The more she studied the activity grid, the harder it became to discern an accurate pattern. Raymond Land was wrong—standard operational procedures would not be enough to unlock the investigation. She wondered how Arthur and John were getting on. They hadn’t yet been told about the discovery under Cannon Street Bridge. This latest development would either confirm their theories—or wreck them.
The detectives caught their train home and passed back through the Kent countryside, which was alternately sodden and sunlit. As they crossed the flat expanse of the Medway River, May made an admission. ‘All right, I can see why you wanted me to meet Dudley Salterton. We’re looking for someone who understands perfectly why Robert Kramer is obsessed with Mr Punch. This is a mind game between the two of them. It takes a special kind of arrogance to even contemplate attacking someone in that manner.’

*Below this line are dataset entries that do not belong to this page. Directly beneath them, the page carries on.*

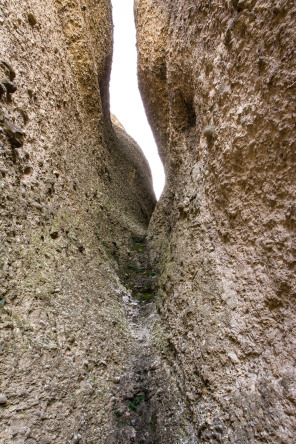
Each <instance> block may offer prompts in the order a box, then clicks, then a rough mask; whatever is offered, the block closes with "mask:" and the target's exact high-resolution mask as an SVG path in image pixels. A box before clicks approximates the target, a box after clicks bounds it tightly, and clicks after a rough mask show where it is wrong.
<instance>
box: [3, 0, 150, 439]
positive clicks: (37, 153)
mask: <svg viewBox="0 0 296 444" xmlns="http://www.w3.org/2000/svg"><path fill="white" fill-rule="evenodd" d="M111 59H112V18H111V5H110V2H109V1H108V0H101V1H99V2H97V1H92V0H86V1H70V0H62V1H59V0H49V1H46V2H43V1H41V2H40V1H39V0H30V1H22V2H19V1H18V0H3V1H1V5H0V156H1V157H0V178H1V179H0V187H1V194H0V201H1V204H0V218H1V228H0V237H1V240H0V282H1V283H0V292H1V295H0V334H1V336H0V424H1V425H0V442H1V443H3V444H9V443H13V444H17V443H38V444H39V443H40V444H46V443H61V444H64V443H68V442H76V443H77V442H80V443H97V442H102V443H105V442H106V443H107V442H110V443H111V442H112V439H113V438H112V436H113V435H114V427H115V428H116V417H115V414H114V407H113V404H112V402H113V401H112V399H111V398H112V396H113V395H112V390H113V388H114V380H115V378H117V377H118V375H120V374H121V373H122V368H123V367H124V366H125V365H126V362H127V361H128V360H129V357H128V350H129V348H130V347H132V344H133V341H134V339H133V338H132V337H131V333H130V328H129V325H128V321H127V317H126V314H125V311H124V304H123V301H122V297H123V295H125V294H126V290H125V288H124V287H123V285H122V284H121V283H120V281H119V278H118V273H117V272H118V264H120V263H121V262H122V261H125V260H128V257H129V254H130V252H129V248H130V244H132V241H131V237H132V236H143V235H144V234H145V231H146V228H147V224H148V221H149V218H150V216H151V213H152V211H153V208H154V205H155V197H154V194H153V191H152V183H151V175H150V171H149V168H148V166H147V162H146V160H145V159H144V157H143V155H142V153H141V151H140V150H139V147H137V145H136V144H135V143H134V142H133V141H131V140H130V138H129V137H128V136H127V135H125V134H124V131H123V130H122V129H120V128H118V126H117V125H114V129H113V127H112V124H111V121H110V116H109V104H108V100H109V99H108V87H109V86H108V84H109V72H110V64H111Z"/></svg>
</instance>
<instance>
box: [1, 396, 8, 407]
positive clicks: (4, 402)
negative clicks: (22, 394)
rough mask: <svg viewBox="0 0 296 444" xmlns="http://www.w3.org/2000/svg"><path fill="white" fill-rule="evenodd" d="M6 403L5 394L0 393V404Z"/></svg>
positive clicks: (7, 402)
mask: <svg viewBox="0 0 296 444" xmlns="http://www.w3.org/2000/svg"><path fill="white" fill-rule="evenodd" d="M7 403H8V399H7V397H6V396H5V395H0V405H5V404H7Z"/></svg>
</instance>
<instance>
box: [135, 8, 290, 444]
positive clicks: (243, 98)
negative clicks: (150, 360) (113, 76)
mask: <svg viewBox="0 0 296 444" xmlns="http://www.w3.org/2000/svg"><path fill="white" fill-rule="evenodd" d="M135 12H136V23H137V34H138V55H139V58H138V60H139V65H138V72H139V83H140V85H139V86H140V90H141V94H142V97H143V99H144V103H145V107H146V110H147V115H148V117H149V121H150V123H151V125H152V128H153V131H154V134H155V137H156V140H157V142H158V146H159V152H160V155H161V157H162V159H163V161H164V164H165V169H166V174H167V186H166V190H165V193H164V194H163V196H162V198H161V200H160V201H159V203H158V204H157V207H156V210H155V212H154V215H153V219H152V222H151V224H150V228H149V237H150V247H151V256H152V258H153V259H154V260H155V262H156V263H158V266H159V267H160V270H161V277H160V291H159V294H158V306H159V310H160V313H161V318H162V320H161V323H162V325H163V328H164V332H166V333H164V336H163V337H166V341H167V343H168V344H169V346H170V349H171V354H169V355H168V357H167V359H168V362H169V365H170V367H171V370H172V372H173V374H174V375H175V377H176V378H177V381H178V385H179V387H182V390H183V394H184V395H183V396H184V397H185V396H186V392H188V393H190V396H188V397H187V403H188V405H189V407H190V410H191V414H192V416H191V418H192V422H193V423H194V425H195V431H196V433H197V436H198V442H214V441H215V442H216V440H217V439H219V440H221V442H222V441H223V442H246V443H247V442H254V443H255V442H258V443H259V442H262V441H264V442H276V441H279V442H280V441H281V442H286V443H291V444H292V442H293V440H294V439H295V438H294V437H295V434H296V430H295V421H294V417H295V413H296V412H295V404H294V403H293V400H292V399H294V398H293V396H292V395H291V393H292V389H291V390H290V391H288V390H283V389H282V387H281V385H280V383H279V378H280V377H281V376H280V375H282V371H283V369H286V370H285V371H286V372H287V374H290V372H291V369H292V368H294V367H295V357H294V355H295V353H294V351H295V341H294V339H293V338H294V336H295V327H294V326H295V304H294V302H293V301H294V299H295V291H296V285H295V284H296V282H295V267H294V265H295V261H294V265H293V264H292V261H293V259H292V257H293V256H294V258H295V235H294V233H295V220H294V219H295V218H293V216H292V213H293V210H292V207H293V202H294V201H295V191H296V190H295V180H294V179H295V173H296V171H295V166H296V163H295V128H294V126H293V125H294V124H293V116H294V107H295V104H294V100H295V60H296V58H295V36H296V34H295V11H294V2H291V1H288V2H280V1H276V2H274V1H272V0H270V1H263V0H262V1H261V0H258V1H252V0H248V1H239V2H237V1H228V2H219V1H217V2H215V1H191V0H190V1H186V2H185V1H181V0H176V1H174V2H166V1H157V2H155V1H153V0H136V1H135ZM271 338H272V339H271ZM229 358H230V359H229ZM291 380H292V379H291ZM289 381H290V379H289ZM250 387H251V388H250ZM288 393H289V394H288ZM216 435H217V436H216Z"/></svg>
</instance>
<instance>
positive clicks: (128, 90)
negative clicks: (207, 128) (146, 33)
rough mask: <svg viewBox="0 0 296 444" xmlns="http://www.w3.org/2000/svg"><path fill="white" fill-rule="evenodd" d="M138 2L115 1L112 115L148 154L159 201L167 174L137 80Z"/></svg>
mask: <svg viewBox="0 0 296 444" xmlns="http://www.w3.org/2000/svg"><path fill="white" fill-rule="evenodd" d="M133 3H134V0H112V5H113V23H114V52H113V66H112V74H111V83H110V101H111V112H112V113H113V114H115V116H116V117H117V118H118V120H119V121H120V122H121V123H122V125H123V126H124V127H125V129H126V131H127V132H128V133H129V134H130V135H131V136H132V137H133V139H135V140H136V142H137V143H138V144H139V146H140V147H141V148H142V150H143V151H144V153H145V156H146V158H147V160H148V162H149V164H150V168H151V171H152V176H153V184H154V190H155V194H156V196H157V198H159V196H160V194H161V192H162V190H163V186H164V180H165V178H164V171H163V166H162V163H161V161H160V159H159V156H158V152H157V147H156V144H155V141H154V138H153V135H152V132H151V129H150V126H149V124H148V122H147V118H146V115H145V111H144V108H143V104H142V100H141V96H140V93H139V90H138V80H137V50H136V30H135V24H134V12H133Z"/></svg>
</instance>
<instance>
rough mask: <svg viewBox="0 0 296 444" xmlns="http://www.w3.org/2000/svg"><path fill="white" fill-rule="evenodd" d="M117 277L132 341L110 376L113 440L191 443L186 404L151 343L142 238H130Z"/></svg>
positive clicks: (151, 333) (151, 316)
mask: <svg viewBox="0 0 296 444" xmlns="http://www.w3.org/2000/svg"><path fill="white" fill-rule="evenodd" d="M120 277H121V280H122V282H123V283H124V285H125V287H126V288H127V291H126V293H125V295H124V296H123V303H124V305H125V310H126V315H127V319H128V323H129V328H130V331H131V337H132V343H131V346H130V349H129V355H128V359H127V364H126V368H124V369H123V372H122V374H121V375H120V376H118V377H117V378H115V379H114V391H113V395H114V396H113V402H114V404H113V405H114V423H115V427H114V435H113V437H112V438H113V442H114V443H121V442H122V443H123V442H124V443H128V442H133V443H146V444H149V443H150V444H152V443H168V442H171V443H174V442H186V443H188V442H192V443H193V442H194V441H193V440H190V439H188V436H189V435H190V433H191V430H190V425H189V423H188V422H187V420H186V418H185V416H186V415H185V410H186V409H185V406H184V405H183V403H182V402H181V401H180V399H179V398H180V395H179V393H178V390H177V387H176V386H175V384H174V381H173V378H172V376H171V375H170V373H169V372H168V371H167V370H166V368H165V365H164V361H163V359H162V357H161V356H160V354H159V353H158V351H157V347H156V344H155V341H156V338H155V330H156V325H157V322H158V316H157V309H156V302H155V298H156V293H157V279H158V273H157V270H153V269H152V267H151V265H150V260H149V254H148V247H147V242H146V238H145V237H142V238H137V237H133V238H132V242H131V254H130V259H129V262H128V263H125V264H123V265H122V266H121V267H120ZM185 437H186V438H185ZM183 439H185V441H183Z"/></svg>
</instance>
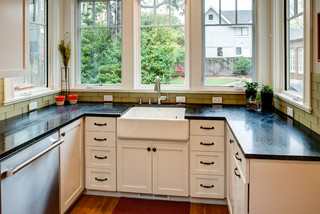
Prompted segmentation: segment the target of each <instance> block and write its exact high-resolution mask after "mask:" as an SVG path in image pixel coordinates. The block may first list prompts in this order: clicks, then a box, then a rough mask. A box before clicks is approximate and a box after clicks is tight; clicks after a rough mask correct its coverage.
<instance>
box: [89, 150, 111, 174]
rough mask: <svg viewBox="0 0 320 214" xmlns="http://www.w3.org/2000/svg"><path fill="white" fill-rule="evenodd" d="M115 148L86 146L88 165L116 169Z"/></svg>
mask: <svg viewBox="0 0 320 214" xmlns="http://www.w3.org/2000/svg"><path fill="white" fill-rule="evenodd" d="M115 154H116V152H115V148H107V147H93V146H86V166H87V167H95V168H104V169H107V168H109V169H115V161H116V155H115Z"/></svg>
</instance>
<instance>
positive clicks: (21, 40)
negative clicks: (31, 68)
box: [0, 0, 29, 78]
mask: <svg viewBox="0 0 320 214" xmlns="http://www.w3.org/2000/svg"><path fill="white" fill-rule="evenodd" d="M0 29H1V33H0V47H1V48H0V78H4V77H14V76H23V75H27V74H28V73H29V1H28V0H1V1H0Z"/></svg>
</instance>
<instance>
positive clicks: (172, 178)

‘Oh, I think we’ve already met the killer,’ Bryant replied airily. ‘The circumstances surrounding the taking of life are usually
mundane or squalid. This was at a rather glamorous party. Ego, you see. The ego of someone who’s taking on the world and proving they can win. Kramer prides himself on being a victor. And the trouble with being a victor is that there’s always somebody waiting to challenge you.’

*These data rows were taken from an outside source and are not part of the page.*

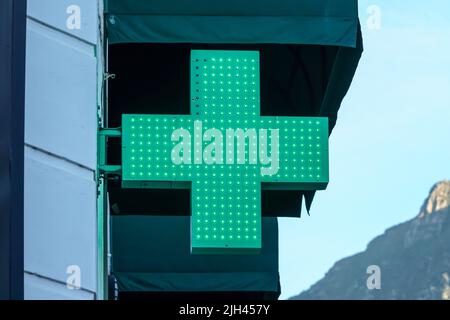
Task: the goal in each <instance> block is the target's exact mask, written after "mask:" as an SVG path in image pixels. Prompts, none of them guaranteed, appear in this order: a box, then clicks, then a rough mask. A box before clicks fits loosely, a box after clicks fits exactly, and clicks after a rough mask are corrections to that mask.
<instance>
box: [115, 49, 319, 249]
mask: <svg viewBox="0 0 450 320" xmlns="http://www.w3.org/2000/svg"><path fill="white" fill-rule="evenodd" d="M259 82H260V81H259V52H257V51H217V50H193V51H192V52H191V115H123V118H122V186H123V187H124V188H191V214H192V217H191V251H192V253H200V254H202V253H215V254H220V253H251V252H257V251H258V250H260V248H261V188H267V189H270V188H271V189H281V190H282V189H290V190H311V189H324V188H325V187H326V185H327V183H328V120H327V119H326V118H304V117H262V116H260V114H259V113H260V112H259V111H260V90H259Z"/></svg>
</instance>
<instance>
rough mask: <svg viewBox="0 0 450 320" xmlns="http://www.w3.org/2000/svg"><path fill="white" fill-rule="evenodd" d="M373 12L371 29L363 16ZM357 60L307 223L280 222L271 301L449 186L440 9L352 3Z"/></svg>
mask: <svg viewBox="0 0 450 320" xmlns="http://www.w3.org/2000/svg"><path fill="white" fill-rule="evenodd" d="M370 5H377V6H379V8H380V9H381V14H382V16H381V29H380V30H369V29H368V28H367V22H366V21H367V18H368V17H369V16H368V14H367V12H366V10H367V8H368V7H369V6H370ZM359 7H360V8H359V12H360V20H361V25H362V30H363V37H364V47H365V51H364V54H363V57H362V60H361V62H360V66H359V69H358V71H357V74H356V76H355V79H354V82H353V84H352V87H351V89H350V91H349V93H348V94H347V97H346V98H345V100H344V102H343V104H342V106H341V110H340V113H339V118H338V123H337V126H336V128H335V130H334V132H333V134H332V136H331V139H330V184H329V186H328V189H327V190H326V191H321V192H319V193H318V194H317V196H316V199H315V202H314V203H313V207H312V212H311V216H310V217H308V216H307V215H306V214H304V215H303V217H302V218H301V219H288V218H282V219H280V227H279V230H280V275H281V286H282V295H281V299H285V298H288V297H290V296H292V295H295V294H297V293H299V292H301V291H303V290H305V289H307V288H309V287H310V286H311V285H312V284H314V283H315V282H316V281H317V280H319V279H320V278H322V277H323V276H324V274H325V272H327V271H328V270H329V269H330V267H331V266H332V265H333V264H334V263H335V262H336V261H337V260H340V259H342V258H344V257H346V256H349V255H352V254H354V253H357V252H359V251H362V250H364V249H365V247H366V245H367V243H368V242H369V241H370V240H371V239H373V238H374V237H375V236H377V235H379V234H381V233H383V232H384V230H385V229H386V228H388V227H391V226H393V225H395V224H398V223H400V222H403V221H406V220H408V219H411V218H413V217H414V216H415V215H416V214H417V213H418V210H419V208H420V206H421V205H422V202H423V200H424V198H425V197H426V196H427V194H428V192H429V190H430V188H431V186H432V185H433V184H434V183H436V182H437V181H439V180H442V179H450V1H449V0H428V1H422V0H420V1H419V0H409V1H405V0H374V1H367V0H361V1H359Z"/></svg>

‘No, it’s something more than that,’ May insisted, watching the flashing greenery. The fecundity of the English countryside never ceased to amaze him. ‘This great anger is driven by something very powerful indeed. A need for revenge, a desire to right a wrong—it’s not just ego.’
Bryant sat forward with a crooked smile crinkling his face. ‘Ah, now you’re thinking like me. I wondered if you’d start to see things my way.’
‘But I don’t understand how someone can maintain two states of mind. How can you kill and deceive and yet still go to work and smile at your colleagues as if there’s nothing wrong?’
‘Because that’s what the most successful killers do, John. They hold two entirely separate mind-sets as one, and don’t see any dissonance between the different states. Punch sees himself as a united persona, not a schizophrenic. He simply goes about his business, righting perceived wrongs and coming out on top, even if it involves murder. Killers have been known to operate in nursing homes where everybody loves them. In the 1940s, Dr Marcel Petiot injected at least twenty-seven people with cyanide while he was healing his patients. They say many successful City businessmen are trained to think in exactly the same predatory manner. Kramer sees himself as Punch, and so does the murderer. Punch wants to knock him down. You can’t have two kings in one palace, as they say.’
‘Then how do we separate our suspects? What can we do to force them to open up? If our killer thinks like Punch, he’ll keep going, getting rid of anyone who gets in his way.’
‘I have a few ideas. The sheer volume of suspects constitutes some kind of a clue. The killer is trying to cause anarchy, trying to break everything apart. And we are expected to watch. It’s an act of bravura from someone with nothing to lose.’ Bryant opened his mobile and rang Longbright’s direct line. ‘I have to be quick,’ he told her. ‘I think there are tunnels coming up. Did you do anything about Anna Marquand or did you forget?’